OTHER CHICKEN RECIPES YOU MIGHT LIKE:
- GREEK MARINATED CHICKEN KABOBS
- SUN-DRIED TOMATO FARRO CHICKEN BAKE
- RANCH CHICKEN THIGHS
- YOGURT MARINATED CHICKEN TENDERS
- AIR FRYER MEDITERRANEAN CHICKEN THIGHS
- CHICKEN SOUVLAKI
- CHICKEN KOFTA

Sheet Pan Chicken Fajitas
Ingredients
- 1 1/2 pounds boneless skinless chicken breasts sliced into thick strips
- 1 red, yellow and green bell pepper, seeds removed, thinly sliced
- 1 red onion, thinly sliced
- 2 tbsps. extra virgin olive oil
- 3 garlic cloves, minced
- Fresh cilantro, chopped, garnished
- Lime wedges, for serving
FOR THE FAJITA SEASONING
- 2 tsps. chili powder
- 2 tsps. cumin
- 1 tsp. oregano
- 1 tsp. paprika
- 1/4 tsp. cayenne red pepper {optional}
- 1/2 tsp. onion powder
- 1/4 tsp. salt
- 1/8 tsp. black pepper
FOR SERVING
- Tortillas
- Sour cream
- Cheese, shredded
- Salsa
Instructions
- Preheat the oven to 425 degrees F.
- Spray a baking sheet with non-stick spray. Place the bell peppers and onion on the baking sheet spreading them evenly.

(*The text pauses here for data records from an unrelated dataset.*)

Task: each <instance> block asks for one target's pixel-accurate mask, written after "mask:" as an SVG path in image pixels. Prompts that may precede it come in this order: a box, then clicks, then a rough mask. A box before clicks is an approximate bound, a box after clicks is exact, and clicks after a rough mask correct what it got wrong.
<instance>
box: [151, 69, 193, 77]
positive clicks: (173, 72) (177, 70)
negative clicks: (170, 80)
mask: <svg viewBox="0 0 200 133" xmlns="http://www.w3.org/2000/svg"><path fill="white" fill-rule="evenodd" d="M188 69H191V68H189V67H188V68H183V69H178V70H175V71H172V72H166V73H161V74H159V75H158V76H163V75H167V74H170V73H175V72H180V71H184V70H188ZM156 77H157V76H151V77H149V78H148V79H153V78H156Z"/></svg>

- Lay the chicken strips on top of the vegetables.
- In a small bowl combine the fajita seasoning: chili powder, cumin, oregano, paprika, cayenne red pepper, onion poweder, salt and pepper. Mix well.
- Sprinkle the seasoning over the chicken and vegetables and use tongs or your hands to coat the chicken and vegetables.
- Drizzle the olive oil over the chicken and vegetables. Sprinkle the minced garlic over the sheet pan meal.
- Bake the chicken and vegetables for 15 minutes or until chicken is cooked through (165 degrees if you test with a thermometer).
- Remove from the oven. Squeeze the lime juice over the chicken and vegetables along with fresh cilantro.
- Serve with your favorite fajitas toppings like tortillas, sour cream, cheese, and salsa.
Notes
- You can add more or less seasoning depending on your prefernces. I suggest baking the fajitas and then tasting the finished chicken and vegetables and adding more seasoning after cooking.
- You could use shrimp, steak or pork in place of the chicken.